Les chiffres montrent une tendance à la hausse des absences pour maladie chez les salariés européens. Deux profils sont de plus en plus concernés : les cadres et les jeunes. Une situation notamment due à la dégradation de la santé mentale.
Dans de nombreux pays d'Europe, c'est le même constat : les salariés s'absentent de plus en plus de leur travail pour maladie. Fin juillet, en Espagne la question des arrêts de travail faisait polémique, alors que les absences au travail dans le pays sont passées de 2,6 semaines par personne et par an à 5 semaines entre 2010 et 2025, selon l'OCDE. L'absentéisme, « c'est un cancer », avait même lancé Alberto Nuñez Feijoo, chef de l'opposition conservatrice.
Mais le pays ne fait pas figure d'exception. En France, un salarié était en moyenne 2,9 semaines par an en arrêt maladie en 2010, mais 4,1 semaines sur la même durée en 2025. En Allemagne, les arrêts maladie sont passés de 2,8 à 3,5 semaines par personne et par an entre 2010 et 2025. Pourquoi de telles augmentations ?
Ces dernières années, le taux des arrêts maladie est surtout tiré vers le haut par les absences de longues durées. La contribution des arrêts de plus de 6 mois dans le taux global d'absentéisme est passée de 1,6 % en 2022 à 2,1 % en 2025. S'ils sont moins fréquents que les arrêts courts, ce sont eux qui pèsent le plus sur l'absentéisme des salariés, suivis des arrêts entre deux et six mois, d'après l'étude d'AXA France Datastcope 2026. « Les causes principales de ces arrêts longs sont dues à des troubles psychologiques », affirme Yves Hérault, directeur data chez AXA Santé et collectives.

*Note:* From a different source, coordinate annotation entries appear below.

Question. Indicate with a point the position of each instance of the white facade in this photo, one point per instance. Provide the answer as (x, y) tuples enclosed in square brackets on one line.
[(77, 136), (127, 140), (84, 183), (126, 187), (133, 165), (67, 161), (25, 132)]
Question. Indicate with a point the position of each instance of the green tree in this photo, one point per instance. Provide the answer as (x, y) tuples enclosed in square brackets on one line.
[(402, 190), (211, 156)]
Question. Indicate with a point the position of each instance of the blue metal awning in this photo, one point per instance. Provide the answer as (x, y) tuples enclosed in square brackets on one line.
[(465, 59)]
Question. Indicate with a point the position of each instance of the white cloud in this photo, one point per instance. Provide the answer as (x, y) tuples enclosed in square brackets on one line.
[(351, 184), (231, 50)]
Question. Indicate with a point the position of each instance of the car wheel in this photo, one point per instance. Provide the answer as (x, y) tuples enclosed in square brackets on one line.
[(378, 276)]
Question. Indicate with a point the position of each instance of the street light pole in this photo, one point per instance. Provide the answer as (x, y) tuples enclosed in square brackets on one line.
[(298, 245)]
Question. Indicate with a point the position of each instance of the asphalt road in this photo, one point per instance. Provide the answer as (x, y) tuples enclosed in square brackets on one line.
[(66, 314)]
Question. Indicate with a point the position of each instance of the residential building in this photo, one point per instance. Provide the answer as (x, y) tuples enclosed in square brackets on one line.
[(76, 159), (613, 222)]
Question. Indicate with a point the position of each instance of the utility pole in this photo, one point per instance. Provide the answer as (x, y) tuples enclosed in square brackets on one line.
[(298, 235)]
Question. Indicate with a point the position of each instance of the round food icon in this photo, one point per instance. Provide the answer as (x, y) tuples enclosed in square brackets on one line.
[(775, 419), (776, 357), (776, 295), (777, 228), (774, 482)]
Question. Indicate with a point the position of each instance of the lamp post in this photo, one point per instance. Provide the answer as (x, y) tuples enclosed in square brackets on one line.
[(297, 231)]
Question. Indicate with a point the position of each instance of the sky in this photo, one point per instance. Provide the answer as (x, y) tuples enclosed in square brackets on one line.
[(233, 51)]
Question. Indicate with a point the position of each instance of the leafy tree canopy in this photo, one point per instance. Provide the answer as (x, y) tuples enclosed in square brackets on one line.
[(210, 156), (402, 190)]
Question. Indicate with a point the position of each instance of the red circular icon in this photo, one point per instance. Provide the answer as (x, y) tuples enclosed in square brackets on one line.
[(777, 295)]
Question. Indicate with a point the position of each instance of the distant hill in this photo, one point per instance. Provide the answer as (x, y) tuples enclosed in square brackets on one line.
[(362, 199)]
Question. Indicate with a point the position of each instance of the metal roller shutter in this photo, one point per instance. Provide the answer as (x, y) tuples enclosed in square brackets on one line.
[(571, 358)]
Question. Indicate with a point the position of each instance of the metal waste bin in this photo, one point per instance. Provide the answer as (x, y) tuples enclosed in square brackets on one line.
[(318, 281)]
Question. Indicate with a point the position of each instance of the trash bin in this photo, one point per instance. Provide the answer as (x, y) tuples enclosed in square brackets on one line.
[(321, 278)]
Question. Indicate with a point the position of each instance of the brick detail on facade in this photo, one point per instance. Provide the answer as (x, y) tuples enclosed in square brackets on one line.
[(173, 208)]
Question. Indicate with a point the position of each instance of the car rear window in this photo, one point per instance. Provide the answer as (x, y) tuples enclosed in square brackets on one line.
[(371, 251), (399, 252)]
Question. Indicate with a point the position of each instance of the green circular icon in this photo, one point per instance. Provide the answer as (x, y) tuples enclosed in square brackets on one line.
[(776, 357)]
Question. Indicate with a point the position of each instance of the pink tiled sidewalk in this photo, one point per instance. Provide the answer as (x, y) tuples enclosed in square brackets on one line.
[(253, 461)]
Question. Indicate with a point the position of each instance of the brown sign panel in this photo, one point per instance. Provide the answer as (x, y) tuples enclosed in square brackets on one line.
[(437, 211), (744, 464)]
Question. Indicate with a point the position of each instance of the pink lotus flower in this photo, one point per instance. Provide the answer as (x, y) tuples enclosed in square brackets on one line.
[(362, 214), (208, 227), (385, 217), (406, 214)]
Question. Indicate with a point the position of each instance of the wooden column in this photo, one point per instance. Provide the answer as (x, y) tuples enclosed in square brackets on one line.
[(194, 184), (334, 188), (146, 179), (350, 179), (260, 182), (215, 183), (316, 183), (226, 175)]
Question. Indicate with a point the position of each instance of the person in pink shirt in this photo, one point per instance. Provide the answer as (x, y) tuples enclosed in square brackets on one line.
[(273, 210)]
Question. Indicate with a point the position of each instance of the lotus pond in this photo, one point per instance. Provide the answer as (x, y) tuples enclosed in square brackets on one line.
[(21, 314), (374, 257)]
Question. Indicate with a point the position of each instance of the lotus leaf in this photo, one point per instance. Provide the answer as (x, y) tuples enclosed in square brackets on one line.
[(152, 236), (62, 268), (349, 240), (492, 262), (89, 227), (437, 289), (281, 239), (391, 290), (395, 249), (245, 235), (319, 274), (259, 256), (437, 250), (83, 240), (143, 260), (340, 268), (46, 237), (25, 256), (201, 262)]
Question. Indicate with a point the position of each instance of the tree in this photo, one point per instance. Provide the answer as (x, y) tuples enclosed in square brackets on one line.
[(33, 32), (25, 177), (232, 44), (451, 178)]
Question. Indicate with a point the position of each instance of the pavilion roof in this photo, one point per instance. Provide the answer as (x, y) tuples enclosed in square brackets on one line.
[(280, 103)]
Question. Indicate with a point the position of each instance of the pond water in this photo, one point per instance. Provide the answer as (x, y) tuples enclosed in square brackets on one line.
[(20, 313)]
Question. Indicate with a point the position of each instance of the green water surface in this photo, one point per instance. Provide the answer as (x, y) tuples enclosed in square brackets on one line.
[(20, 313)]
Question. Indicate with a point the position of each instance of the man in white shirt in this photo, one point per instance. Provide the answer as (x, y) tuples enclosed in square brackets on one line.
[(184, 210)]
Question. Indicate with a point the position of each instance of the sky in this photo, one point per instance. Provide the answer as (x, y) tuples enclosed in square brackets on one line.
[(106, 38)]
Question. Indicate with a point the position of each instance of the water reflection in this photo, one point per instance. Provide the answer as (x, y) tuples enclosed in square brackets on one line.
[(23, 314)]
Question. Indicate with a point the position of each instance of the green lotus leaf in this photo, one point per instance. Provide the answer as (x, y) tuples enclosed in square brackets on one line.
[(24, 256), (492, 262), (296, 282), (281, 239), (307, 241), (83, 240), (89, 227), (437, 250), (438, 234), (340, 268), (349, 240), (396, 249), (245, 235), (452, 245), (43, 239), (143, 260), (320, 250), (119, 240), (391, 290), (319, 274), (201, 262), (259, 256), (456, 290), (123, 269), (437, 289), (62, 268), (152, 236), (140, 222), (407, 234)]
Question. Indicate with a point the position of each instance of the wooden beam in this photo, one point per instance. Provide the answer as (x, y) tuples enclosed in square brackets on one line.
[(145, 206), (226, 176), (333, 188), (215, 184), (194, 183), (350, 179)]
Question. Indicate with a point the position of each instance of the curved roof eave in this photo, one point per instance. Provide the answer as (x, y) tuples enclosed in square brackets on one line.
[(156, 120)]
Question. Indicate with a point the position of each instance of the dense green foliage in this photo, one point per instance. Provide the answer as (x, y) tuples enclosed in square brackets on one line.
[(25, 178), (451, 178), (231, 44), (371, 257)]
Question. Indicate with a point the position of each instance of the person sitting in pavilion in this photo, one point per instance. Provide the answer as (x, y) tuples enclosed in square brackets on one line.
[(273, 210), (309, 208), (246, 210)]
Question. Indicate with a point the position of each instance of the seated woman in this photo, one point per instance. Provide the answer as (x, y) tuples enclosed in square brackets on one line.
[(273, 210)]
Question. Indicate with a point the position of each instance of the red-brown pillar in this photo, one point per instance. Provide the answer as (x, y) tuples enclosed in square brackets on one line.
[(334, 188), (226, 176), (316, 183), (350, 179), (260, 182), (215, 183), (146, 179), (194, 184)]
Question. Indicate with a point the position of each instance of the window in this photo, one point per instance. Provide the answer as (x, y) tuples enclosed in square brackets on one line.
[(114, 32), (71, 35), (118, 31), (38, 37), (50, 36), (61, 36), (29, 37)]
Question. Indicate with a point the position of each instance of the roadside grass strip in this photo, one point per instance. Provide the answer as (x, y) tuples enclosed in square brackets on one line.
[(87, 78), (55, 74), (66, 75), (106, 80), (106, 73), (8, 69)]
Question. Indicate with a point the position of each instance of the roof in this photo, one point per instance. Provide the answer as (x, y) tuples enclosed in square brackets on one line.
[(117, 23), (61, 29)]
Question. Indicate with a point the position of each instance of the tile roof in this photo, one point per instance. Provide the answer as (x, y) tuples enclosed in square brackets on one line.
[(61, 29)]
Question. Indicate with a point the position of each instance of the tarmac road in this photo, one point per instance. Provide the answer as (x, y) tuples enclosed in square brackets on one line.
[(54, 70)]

Cadres et jeunes de plus en plus absents
Une cause qui touche notamment deux populations traditionnellement moins impactées par les arrêts maladie, et qui, de fait, voient leur taux d'absentéisme augmenter particulièrement rapidement ces dernières années : les cadres et les jeunes. Entre 2024 et 2025, le taux d'absentéisme des cadres a augmenté de 8 % tandis que celui des non-cadres n'a progressé que de 4 % sur la même période, d'après le Datascope 2026 d'AXA.
Fait révélateur : « en ne retenant que les arrêts maladie (hors accidents du travail, maladies professionnelles), 2025 marque la première année où la durée moyenne d'arrêt des cadres dépasse celle des non-cadres », précise le Datascope 2026. Maladies cardiovasculaires et troubles musculosquelettiques sont, presque exclusivement, observés chez les non-cadres.
Et si de manière assez naturelle l'absentéisme croît généralement avec l'âge, la dynamique est très forte chez les moins de 30 ans. En 2025, ils ont été en moyenne 10 % de plus en arrêts très courts ou très longs par rapport à 2024. Outre la question de la santé mentale, « nous avons relié la fréquence de ces absences à des pics épidémiques par lesquels les jeunes semblent plus impactés », affirme Yves Hérault.
Des pays qui font exception
Malgré une croissance rapide des arrêts chez les jeunes, l'allongement de la durée de vie active lié au relèvement de l'âge de départ à la retraite fait aussi partie des facteurs clés, augmentant le nombre d'arrêts maladie. « Plus les travailleurs sont âgés, plus ils sont susceptibles de prendre des congés maladie », car plus susceptibles d'avoir des problèmes de santé, précise Matija Vodopivec, économiste à la direction de l'emploi, du travail et des affaires sociales de l'OCDE.
A cela s'ajoute une pression professionnelle accrue. « Celle-ci est due à la pénurie de main-d'oeuvre. Il y a des difficultés à recruter du personnel dans certains pays compte tenu du faible taux de chômage », analyse Matija Vodopivec.
Si cette tendance s'observe dans de nombreux pays, tous ne sont pas concernés. En Italie par exemple, selon les chiffres de l'OCDE, les salariés étaient en moyenne 1,3 semaine par an et par personne en arrêt maladie en 2010 pour 0,6 semaine en 2025. Au Royaume-Uni, entre 2010 et 2020, l'absentéisme au travail pour maladie est passé de 2,1 semaines par personne et par an à 1,6.
Pour Matija Vodopivec, ces différences sont essentiellement dues à des raisons d'ordre structurel telles que la générosité des prestations, la mise en place des mesures d'intervention précoces visant à éviter un absentéisme inutilement prolongé, ainsi que les incitations financières des différents acteurs concernés (institutions et employeurs). « Les systèmes plus généreux présentent généralement des taux d'absentéisme plus élevés », explique l'économiste.